Por que é que héteros “convictos” de sua sexualidade precisam fazer uma parada também? Que autoafirmação é essa?
Quanto à questão de protestarem contra o uso do dinheiro público, esses quinze enrustidos precisam aprender a ler notícias: a Parada Gay de São Paulo só perde em lucratividade para o município para a Fórmula 1. Detalhe: qualquer um pode se divertir na Parada, basta ter condições de andar de metrô ou de ônibus (ou a pé mesmo) até a Paulista. Fórmula 1 é só pra quem tem muita grana.
Assim, se a Prefeitura investe uma grana para tornar a Parada maior e melhor não o faz por altruísmo nem porque os políticos que governam a cidade sejam apoiadores da diversidade e da liberdade de expressão de qualquer forma de sexualidade.
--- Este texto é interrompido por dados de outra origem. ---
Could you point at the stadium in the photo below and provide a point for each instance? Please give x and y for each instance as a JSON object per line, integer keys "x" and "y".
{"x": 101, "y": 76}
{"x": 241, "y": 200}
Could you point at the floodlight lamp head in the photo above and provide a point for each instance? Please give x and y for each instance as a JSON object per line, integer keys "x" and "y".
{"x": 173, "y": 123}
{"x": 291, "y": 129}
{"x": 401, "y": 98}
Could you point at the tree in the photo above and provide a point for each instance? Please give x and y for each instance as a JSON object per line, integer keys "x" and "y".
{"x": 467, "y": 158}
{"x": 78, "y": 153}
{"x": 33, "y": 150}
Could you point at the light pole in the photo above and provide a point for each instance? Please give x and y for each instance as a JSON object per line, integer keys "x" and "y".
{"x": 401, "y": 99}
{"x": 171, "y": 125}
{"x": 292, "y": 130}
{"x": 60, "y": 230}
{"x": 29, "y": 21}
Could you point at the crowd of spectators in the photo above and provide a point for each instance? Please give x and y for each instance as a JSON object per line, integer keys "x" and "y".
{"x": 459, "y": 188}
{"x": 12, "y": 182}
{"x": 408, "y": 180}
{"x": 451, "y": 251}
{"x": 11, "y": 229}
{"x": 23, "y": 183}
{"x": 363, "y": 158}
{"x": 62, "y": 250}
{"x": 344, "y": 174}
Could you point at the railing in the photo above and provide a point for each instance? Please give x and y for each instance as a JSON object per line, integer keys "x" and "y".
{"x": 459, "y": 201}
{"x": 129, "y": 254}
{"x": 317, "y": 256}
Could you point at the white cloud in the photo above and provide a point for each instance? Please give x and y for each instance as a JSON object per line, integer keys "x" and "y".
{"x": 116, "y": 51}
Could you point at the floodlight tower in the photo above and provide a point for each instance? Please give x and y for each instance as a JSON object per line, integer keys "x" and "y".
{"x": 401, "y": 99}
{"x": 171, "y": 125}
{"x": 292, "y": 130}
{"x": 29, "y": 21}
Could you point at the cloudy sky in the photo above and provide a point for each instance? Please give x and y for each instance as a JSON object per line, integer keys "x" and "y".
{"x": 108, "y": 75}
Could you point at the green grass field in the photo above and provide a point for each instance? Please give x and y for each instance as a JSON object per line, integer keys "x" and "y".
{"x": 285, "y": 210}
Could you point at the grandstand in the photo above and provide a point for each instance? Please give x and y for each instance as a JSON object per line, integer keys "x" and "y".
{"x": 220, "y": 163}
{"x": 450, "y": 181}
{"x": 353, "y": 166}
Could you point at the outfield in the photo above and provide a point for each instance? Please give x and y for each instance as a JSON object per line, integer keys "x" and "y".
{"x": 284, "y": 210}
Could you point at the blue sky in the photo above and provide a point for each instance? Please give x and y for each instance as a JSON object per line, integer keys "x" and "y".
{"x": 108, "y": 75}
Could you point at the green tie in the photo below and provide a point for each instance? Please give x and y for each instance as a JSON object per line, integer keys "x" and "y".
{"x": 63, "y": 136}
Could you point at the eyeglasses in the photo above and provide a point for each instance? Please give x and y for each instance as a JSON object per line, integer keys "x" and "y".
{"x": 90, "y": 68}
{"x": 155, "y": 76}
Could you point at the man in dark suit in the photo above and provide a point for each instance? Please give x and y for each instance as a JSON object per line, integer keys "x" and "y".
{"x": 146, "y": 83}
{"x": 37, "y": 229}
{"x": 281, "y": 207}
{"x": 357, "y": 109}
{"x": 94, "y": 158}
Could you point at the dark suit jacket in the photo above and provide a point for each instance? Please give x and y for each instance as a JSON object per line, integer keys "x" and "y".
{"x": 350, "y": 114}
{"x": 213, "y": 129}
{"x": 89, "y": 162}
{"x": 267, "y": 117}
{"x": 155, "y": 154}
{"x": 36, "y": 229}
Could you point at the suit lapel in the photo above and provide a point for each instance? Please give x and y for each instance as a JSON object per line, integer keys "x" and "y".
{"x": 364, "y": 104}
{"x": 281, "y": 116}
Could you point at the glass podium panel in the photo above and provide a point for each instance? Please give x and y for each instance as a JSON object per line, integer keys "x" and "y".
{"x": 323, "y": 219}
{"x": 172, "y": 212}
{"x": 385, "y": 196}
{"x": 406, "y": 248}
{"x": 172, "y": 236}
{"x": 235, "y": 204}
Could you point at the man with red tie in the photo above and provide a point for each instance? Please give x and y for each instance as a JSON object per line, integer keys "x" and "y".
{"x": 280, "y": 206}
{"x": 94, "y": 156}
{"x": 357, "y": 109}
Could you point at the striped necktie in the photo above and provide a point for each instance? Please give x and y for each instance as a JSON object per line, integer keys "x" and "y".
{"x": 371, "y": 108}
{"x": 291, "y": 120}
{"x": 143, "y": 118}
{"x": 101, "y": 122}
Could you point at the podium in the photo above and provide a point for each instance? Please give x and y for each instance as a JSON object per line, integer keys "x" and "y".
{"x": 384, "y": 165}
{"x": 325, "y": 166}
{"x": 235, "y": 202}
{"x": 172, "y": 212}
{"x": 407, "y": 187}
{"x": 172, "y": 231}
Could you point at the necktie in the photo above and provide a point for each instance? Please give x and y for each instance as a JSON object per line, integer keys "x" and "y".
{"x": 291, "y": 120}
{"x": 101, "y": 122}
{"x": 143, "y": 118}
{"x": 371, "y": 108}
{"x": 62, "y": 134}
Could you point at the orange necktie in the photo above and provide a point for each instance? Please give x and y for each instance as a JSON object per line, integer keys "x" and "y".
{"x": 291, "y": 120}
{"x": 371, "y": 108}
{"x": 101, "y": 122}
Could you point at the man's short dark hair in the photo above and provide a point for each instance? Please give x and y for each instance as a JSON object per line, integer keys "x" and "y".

O negócio é grana mesmo.
Por fim, sou obrigado a concordar: a Prefeitura não PRECISAVA investir nenhum centavo na Parada. Ela sempre aconteceu, e a cada ano foi maior. Os patrocinadores da iniciativa privada que entendem muito bem de negócios continuariam e continuarão a investir nessa forma de mídia que, certamente, dá um excelente retorno pra eles.